« Vos restaurants préférés, livrés chez vous en un clic » ; « Votre coiffeur chez vous en deux clics » ; « Avec Uber, rejoignez votre destination en un clic » : les annonces promettant à des consommateurs de bénéficier d’un service à la demande fleurissent sur Internet depuis quelques années. Dans de nombreux secteurs, des entreprises comme Uber (transport), Deliveroo (livraison de repas) ou encore MyMentor (soutien scolaire) se proposent de « mettre en relation » par le biais d’une interface numérique des clients et des prestataires indépendants. Pour qualifier les activités de ces sociétés, le terme « ubérisation » est fréquemment employé. Dérivé des pratiques de l’entreprise de transports Uber, il est entré en 2017 dans le dictionnaire Le Robert pour désigner le fait de « déstabiliser et transformer (une entreprise, un secteur d’activité) avec un modèle économique innovant tirant parti des nouvelles technologies ».
Cette définition suggère que le modèle de ces entreprises introduirait une rupture importante d’ordre technologique. Pourtant, c’est davantage le statut d’emploi et les conditions de travail des travailleurs de ces plateformes qui ont attiré l’attention. Ces dernières ont en effet massivement recours à des travailleurs juridiquement indépendants mais dont les comportements sont encadrés – plus ou moins selon les plateformes – par des outils numériques.
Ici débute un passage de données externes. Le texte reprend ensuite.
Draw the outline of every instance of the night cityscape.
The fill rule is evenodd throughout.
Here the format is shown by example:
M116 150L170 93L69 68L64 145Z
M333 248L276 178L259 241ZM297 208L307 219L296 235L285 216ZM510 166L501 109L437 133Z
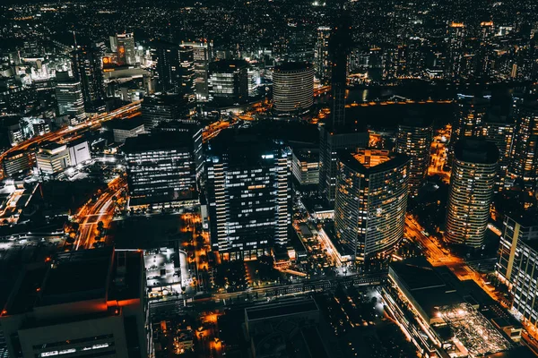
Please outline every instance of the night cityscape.
M538 356L535 0L0 2L0 358Z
Souvent mal rémunérés, ces travailleurs ne bénéficient pas de certains droits associés au salariat, comme l’accès au chômage ou aux congés payés, et sont moins bien protégés en cas d’accident du travail.
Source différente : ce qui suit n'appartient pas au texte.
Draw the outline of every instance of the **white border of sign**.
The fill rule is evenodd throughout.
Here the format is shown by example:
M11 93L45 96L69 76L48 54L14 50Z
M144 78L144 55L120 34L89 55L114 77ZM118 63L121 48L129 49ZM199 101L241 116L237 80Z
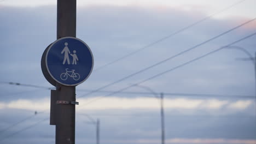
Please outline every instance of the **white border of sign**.
M59 81L55 79L55 78L54 78L54 77L51 75L51 73L50 72L50 70L49 70L49 69L48 69L48 64L47 64L47 56L48 56L48 52L49 51L50 51L50 50L51 49L51 47L53 46L53 45L54 45L56 43L57 43L57 41L59 41L59 40L61 40L62 39L66 39L66 38L71 38L71 39L77 39L80 41L81 41L82 43L83 43L84 45L85 45L87 47L88 47L88 49L90 51L90 52L91 53L91 57L92 58L92 67L91 67L91 71L90 71L90 73L89 74L89 75L87 76L86 78L85 78L84 80L83 80L82 81L81 81L79 83L76 83L76 84L74 84L74 85L67 85L67 84L65 84L65 83L63 83L62 82L60 82L60 81ZM57 82L62 85L64 85L64 86L77 86L78 85L80 85L82 83L84 82L84 81L85 81L86 80L87 80L87 79L88 79L88 77L89 77L89 76L91 75L91 72L92 71L92 69L94 69L94 56L92 55L92 53L91 52L91 49L90 49L90 47L89 47L89 46L85 43L84 43L83 40L78 39L78 38L75 38L75 37L63 37L63 38L61 38L60 39L59 39L56 40L55 40L55 41L54 41L53 44L51 44L51 45L50 46L50 47L49 47L48 50L47 50L47 52L46 53L46 55L45 55L45 65L46 65L46 69L47 69L47 71L48 71L48 73L50 74L50 75L51 76L51 77Z

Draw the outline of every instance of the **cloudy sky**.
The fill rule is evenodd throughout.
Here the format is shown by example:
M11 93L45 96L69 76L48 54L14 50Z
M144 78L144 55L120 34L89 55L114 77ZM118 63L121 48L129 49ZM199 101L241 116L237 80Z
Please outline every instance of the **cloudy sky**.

En quoi le modèle introduit par ces entreprises est-il nouveau ? Le salariat est-il en danger ? Quel avenir pour les plateformes numériques et leurs travailleurs ?
Un retour au 19e siècle ?
Si les plateformes numériques ont recours à des technologies récentes, l’organisation du travail sur laquelle elles s’appuient s’inscrit dans le prolongement d’un mouvement de déstabilisation du salariat stable engagé depuis les années 1970 dans les pays occidentaux.